Federal sex discrimination rules allow public schools to separate boys from girls in contact sports. The rule under Title IX’s Section 106 specifically names rugby as one of those contact sports. This is despite statements from Guam Department of Education management in the controversial transgender rugby issue to the contrary.
The controversy began, when a Guam High School student born male, but identifying as a female, participated in an interscholastic rugby game against public school girls rugby players.
On April 22, GDOE superintendent Jon Fernandez released a letter and corresponding news statement informing the public GDOE must allow such participation or risk being in non-compliance with federal sex discrimination rules.
“GDOE expressed concerns that the introduction of new conditions and restrictions after the season started would raise the risk of violating Title IX protections that prohibit discrimination in interscholastic sports,” the Fernandez statement read.
Title IX, however, at §106.34 states: “This section does not prohibit separation of students by sex within physical education classes or activities during participation in wrestling, boxing, rugby, ice hockey, football, basketball, and other sports the purpose or major activity of which involves bodily contact.”
Further down at §106.41, Title IX provides: “Notwithstanding the requirements of paragraph (a) of this section, a recipient may operate or sponsor separate teams for members of each sex where selection for such teams is based upon competitive skill or the activity involved is a contact sport. However, where a recipient operates or sponsors a team in a particular sport for members of one sex but operates or sponsors no such team for members of the other sex, and athletic opportunities for members of that sex have previously been limited, members of the excluded sex must be allowed to try-out for the team offered unless the sport involved is a contact sport. For the purposes of this part, contact sports include boxing, wrestling, rugby, ice hockey, football, basketball and other sports the purpose or major activity of which involves bodily contact.”
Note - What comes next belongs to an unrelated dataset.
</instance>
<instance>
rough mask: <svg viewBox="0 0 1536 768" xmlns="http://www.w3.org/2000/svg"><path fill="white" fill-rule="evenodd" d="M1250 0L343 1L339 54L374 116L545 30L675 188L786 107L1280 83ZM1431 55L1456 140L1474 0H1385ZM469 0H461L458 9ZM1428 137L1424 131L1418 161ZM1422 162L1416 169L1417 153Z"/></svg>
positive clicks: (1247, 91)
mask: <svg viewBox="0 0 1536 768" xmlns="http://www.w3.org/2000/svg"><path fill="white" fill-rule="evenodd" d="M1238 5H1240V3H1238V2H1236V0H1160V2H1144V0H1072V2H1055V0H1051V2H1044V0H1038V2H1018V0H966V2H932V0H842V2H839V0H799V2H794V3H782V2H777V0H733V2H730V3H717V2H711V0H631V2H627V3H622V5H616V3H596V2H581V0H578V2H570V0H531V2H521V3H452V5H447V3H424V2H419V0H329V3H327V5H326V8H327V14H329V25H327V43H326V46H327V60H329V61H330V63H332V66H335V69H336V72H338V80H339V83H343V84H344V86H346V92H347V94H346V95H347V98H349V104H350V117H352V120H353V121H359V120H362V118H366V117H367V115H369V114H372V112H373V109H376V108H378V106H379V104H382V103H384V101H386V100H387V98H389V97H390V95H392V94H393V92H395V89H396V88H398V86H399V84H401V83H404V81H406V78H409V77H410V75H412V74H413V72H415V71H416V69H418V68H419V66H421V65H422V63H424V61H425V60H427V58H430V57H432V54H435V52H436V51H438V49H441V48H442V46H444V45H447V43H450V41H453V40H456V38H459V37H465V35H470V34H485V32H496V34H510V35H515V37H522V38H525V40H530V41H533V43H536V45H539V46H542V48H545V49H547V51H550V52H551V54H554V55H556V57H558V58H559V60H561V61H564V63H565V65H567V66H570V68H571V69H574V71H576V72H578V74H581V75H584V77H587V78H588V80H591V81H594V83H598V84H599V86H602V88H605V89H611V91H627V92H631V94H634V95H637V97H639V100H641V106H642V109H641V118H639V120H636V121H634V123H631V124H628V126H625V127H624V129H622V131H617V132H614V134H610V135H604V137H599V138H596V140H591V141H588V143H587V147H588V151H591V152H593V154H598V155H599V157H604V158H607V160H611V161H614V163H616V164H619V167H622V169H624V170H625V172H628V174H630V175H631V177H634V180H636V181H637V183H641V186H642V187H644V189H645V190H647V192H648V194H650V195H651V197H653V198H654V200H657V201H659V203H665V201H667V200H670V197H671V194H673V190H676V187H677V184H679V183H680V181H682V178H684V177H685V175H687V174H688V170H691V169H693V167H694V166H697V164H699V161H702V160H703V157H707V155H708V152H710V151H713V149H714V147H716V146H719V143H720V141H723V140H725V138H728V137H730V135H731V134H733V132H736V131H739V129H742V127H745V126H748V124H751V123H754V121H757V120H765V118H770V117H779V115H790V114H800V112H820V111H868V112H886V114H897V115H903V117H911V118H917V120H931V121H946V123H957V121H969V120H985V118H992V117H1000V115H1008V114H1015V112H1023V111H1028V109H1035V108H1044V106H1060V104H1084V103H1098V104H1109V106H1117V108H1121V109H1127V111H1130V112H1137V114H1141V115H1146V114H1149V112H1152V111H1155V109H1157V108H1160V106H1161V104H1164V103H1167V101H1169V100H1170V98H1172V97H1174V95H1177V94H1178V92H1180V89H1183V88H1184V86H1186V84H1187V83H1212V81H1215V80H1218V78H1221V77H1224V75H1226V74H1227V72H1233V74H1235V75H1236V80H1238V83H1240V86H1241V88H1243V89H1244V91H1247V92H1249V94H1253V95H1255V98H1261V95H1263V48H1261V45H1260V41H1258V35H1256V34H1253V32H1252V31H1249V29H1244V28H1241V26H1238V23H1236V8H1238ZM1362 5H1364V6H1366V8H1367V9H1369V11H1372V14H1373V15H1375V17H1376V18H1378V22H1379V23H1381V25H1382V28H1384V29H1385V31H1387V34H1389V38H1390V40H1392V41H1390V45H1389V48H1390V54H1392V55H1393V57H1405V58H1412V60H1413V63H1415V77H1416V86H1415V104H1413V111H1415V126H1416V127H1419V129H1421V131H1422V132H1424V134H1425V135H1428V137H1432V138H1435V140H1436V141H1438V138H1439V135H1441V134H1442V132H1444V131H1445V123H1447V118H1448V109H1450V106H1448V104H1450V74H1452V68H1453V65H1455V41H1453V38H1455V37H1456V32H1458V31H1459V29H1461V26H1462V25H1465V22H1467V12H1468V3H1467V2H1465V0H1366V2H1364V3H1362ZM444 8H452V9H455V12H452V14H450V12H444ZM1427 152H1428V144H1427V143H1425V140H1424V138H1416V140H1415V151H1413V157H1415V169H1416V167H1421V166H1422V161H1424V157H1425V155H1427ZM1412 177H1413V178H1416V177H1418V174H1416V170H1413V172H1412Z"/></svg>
Guam Education Board member Dr. Ron McNinch first challenged GDOE’s decision in an April 23 email to the other members of the board.
“I am concerned and troubled by the recent statements from GDOE made to the media on this policy concern,” Dr. McNinch wrote in the email. “I am highly concerned our board, which has a specific legal mandate on policy, was not consulted and allowed input. Title IX concerns were cited as an excuse in the press release. I am a specialist in civil rights and administrative law. I don’t care what wishy-washy bureaucrats say, a rational federal judge will ultimately decide the right call on this question. As policy makers, we need to have the courage to speak up when needed and this question is worthy of full board consideration and input.”
That discussion will occur at a work session of the board Wednesday. Kandit will be covering the discussion.